Nokia, Alca-Lu merger not as sweet as it seems

Rethink
As Nokia's sale of its handset business draws closer, the markets are increasingly determined that it will spend its €5.44 billion ($7.51 billion) windfall on bolstering its chief remaining business by acquiring Alcatel-Lucent's wireless infrastructure unit for an anticipated €2 billion.
 
The fit seems neat on paper – Nokia will have a record cash mountain of about €14 billion after its handset deal with Microsoft is completed; it has said before that it needs a partner to increase the scale of NSN, which will be its main business post-transaction; ALU's new CEO Michel Combes is a renowned slasher and burner and wants to make more radical divestments than his predecessor; Combes effectively demoted the pure wireless business during his recent reorganization, putting IP systems, and especially the core and edge routers, at the heart of the strategy.
 
All this logic seems overwhelming, so analysts are ignoring all the lessons of history – both companies' disastrously mismanaged mergers in the last decade; the challenges of converging their two product lines and the distraction that would create from competing with Ericsson and Huawei; all those “tying two rocks together won't make them float” warnings.
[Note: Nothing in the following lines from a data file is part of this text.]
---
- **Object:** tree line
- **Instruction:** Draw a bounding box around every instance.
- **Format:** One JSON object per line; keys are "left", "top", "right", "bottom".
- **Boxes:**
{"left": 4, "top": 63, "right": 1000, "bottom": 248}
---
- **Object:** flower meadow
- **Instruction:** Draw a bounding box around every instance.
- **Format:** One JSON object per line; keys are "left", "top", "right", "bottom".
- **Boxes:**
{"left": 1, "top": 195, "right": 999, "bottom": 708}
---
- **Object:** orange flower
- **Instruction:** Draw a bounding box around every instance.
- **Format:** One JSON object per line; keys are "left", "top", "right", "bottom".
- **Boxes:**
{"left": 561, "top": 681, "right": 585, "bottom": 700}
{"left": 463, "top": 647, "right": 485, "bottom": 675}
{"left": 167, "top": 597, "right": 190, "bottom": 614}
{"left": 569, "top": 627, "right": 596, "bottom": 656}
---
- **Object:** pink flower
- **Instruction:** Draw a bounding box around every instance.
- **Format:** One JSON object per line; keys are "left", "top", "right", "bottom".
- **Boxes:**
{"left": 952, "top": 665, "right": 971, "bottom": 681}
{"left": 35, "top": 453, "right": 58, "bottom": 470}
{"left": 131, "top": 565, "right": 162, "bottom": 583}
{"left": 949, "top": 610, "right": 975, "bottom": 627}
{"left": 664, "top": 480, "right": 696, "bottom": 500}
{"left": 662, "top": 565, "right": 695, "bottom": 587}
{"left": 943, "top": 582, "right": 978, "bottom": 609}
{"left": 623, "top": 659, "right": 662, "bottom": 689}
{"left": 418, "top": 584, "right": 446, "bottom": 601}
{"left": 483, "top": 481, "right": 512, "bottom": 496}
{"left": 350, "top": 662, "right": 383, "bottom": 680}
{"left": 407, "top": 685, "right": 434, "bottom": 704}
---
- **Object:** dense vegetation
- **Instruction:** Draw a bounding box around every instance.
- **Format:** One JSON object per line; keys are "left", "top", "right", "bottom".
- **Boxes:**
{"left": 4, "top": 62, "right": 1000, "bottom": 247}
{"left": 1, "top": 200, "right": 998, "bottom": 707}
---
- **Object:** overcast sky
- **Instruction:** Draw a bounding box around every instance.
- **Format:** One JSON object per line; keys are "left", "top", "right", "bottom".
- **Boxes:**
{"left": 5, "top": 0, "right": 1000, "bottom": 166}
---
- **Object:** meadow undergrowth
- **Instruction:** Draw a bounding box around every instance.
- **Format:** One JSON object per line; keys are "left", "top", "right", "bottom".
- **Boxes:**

Bloomberg points out that, once Nokia sells the device business, it will have the eighth largest cash pile in Europe among non-finance companies. The danger is that the Finnish firm will behave like a lottery winner, spending its new-found riches without due thought.
 
Not everyone takes this line though. “This deal makes complete sense,” Sami Sarkamies of Nordea Bank told Bloomberg. “Nokia will have the financial flexibility to do this kind of deal and Alcatel needs to slim down. There is a relatively high likelihood of this deal happening.” He also believes Nokia must move quickly in case Samsung decides to bid for ALU's wireless assets, though the Korean firm, which is building up its infrastructure activities, denied interest.
 
Insiders say Nokia is seriously evaluating the ALU option and even that preliminary talks may have taken place. The price it would have to pay would be between €1 billion and €2 billion, according to various estimates, and might enable Nokia to resume dividends payment – as much as 40 cents a share, says one observer.
 
If the companies were to merge, Nokia would gain an additional €3.4 billion in annual sales, excluding services and software, and would have about 32% market share, overtaking Huawei, on about 22% of the global wireless infrastructure space, and getting close to Ericsson‟s 36%. The deal would also bring NSN a better base in the US, where ALU is supplying the top three carriers, but NSN has only gained business with T-Mobile. Verizon, Sprint and AT&T account for about 35% of ALU's revenue while TMo contributes about 4% of NSN's.
 
 
However, the combined entity would have to compete as a pure-play wireless vendor at a time when top tier carriers are looking to invest in converged wireless/wireline networks. Of course, the enlarged Nokia might arrange a strategic alliance with the rump of ALU, which is growing its base in carrier IP networking, but this would be a less harmonized platform than Huawei, in particular, offers.
 
Of course, official spokespeople for both firms remain silent on the matter, and ALU representative Simon Poulter said: “Alcatel-Lucent's focus is on executing the Shift Plan as the means of managing our own destiny”, referring to Combes' major reorganization of the firm around con-verged IP networking.
 
Combes has said: “We are going to focus on the areas where we can be one of the top three players in the world. Otherwise, it's not worth it.” It remains to be seen whether he identifies mobile networks as an area where the firm can vie with the big three on its own merits – or, if not, whether LTE technology will still be essential to being a top three player in carrier IP systems overall.
 
Nokia had €9.1 billion in cash and equivalents as of June 30 and will add €5.44 billion from Microsoft. It currently has a junk credit rating and €5.4 billion in total debt. CFO Timo Ihamuotila said last month that, had the Microsoft and Siemens transactions closed before the end of the second quarter, the company would have had gross cash of €14.9bn. Nokia failed to pay a dividend this year for the first time for at least 143 years. Though NSN'‟s ongoing restructuring is less radical than ALU's, Nokia is evaluating the businesses that will remain post-handsets (NSN, Maps and IPR), and will then return excess cash to shareholders, the CFO said.